[OpenAFS] Windows cache rehashed...
Rodney M Dyer
rmdyer@uncc.edu
Thu, 18 Dec 2003 18:53:27 -0500
Jeffrey and others,
Today I've found a way to easily reproduce the bug in the AFS Windows cache
manager. It shows up rather easily as a leak in the handle
management. The number of handles rises out of control as files are being
copied from AFS to the local disk. After the number of handles has risen
beyond what is expected, if you run an application from AFS, then the
startup time will take much longer than normal. For example, our ProE
application starts up in 40 seconds avg. starting with an empty 8192 Meg
cache, but after the bug is reproduced, the time climbs to over 2 minutes.
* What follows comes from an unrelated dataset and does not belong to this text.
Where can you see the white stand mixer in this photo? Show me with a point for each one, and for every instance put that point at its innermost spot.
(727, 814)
To reproduce the problem, use the following settings...
Windows XP SP1, 1 Gig RAM, P4 3.0 Gig, 100 MBit connectivity
OpenAFS 1.2.10
Cache size: 8192
Chunk size: 32K
Status Entries: 1000
Background Threads: 6
Service Threads: 8
* Make a temporary directory to copy some files to...
c:\>mkdir "c:\temp\test"
* Change into the temporary folder...
c:\>cd "c:\temp\test"
* Make sure you start with a fresh cache...
c:\>net stop "IBM AFS Client"
c:\>del "c:\afscache"
Note: It may take some time here before the AFS service let's
go of the cache, keep trying the delete until the file is gone. (I'm not
sure why it takes so long sometimes for AFS to shutdown. It's probably the
same problem that manifests the handle leak.)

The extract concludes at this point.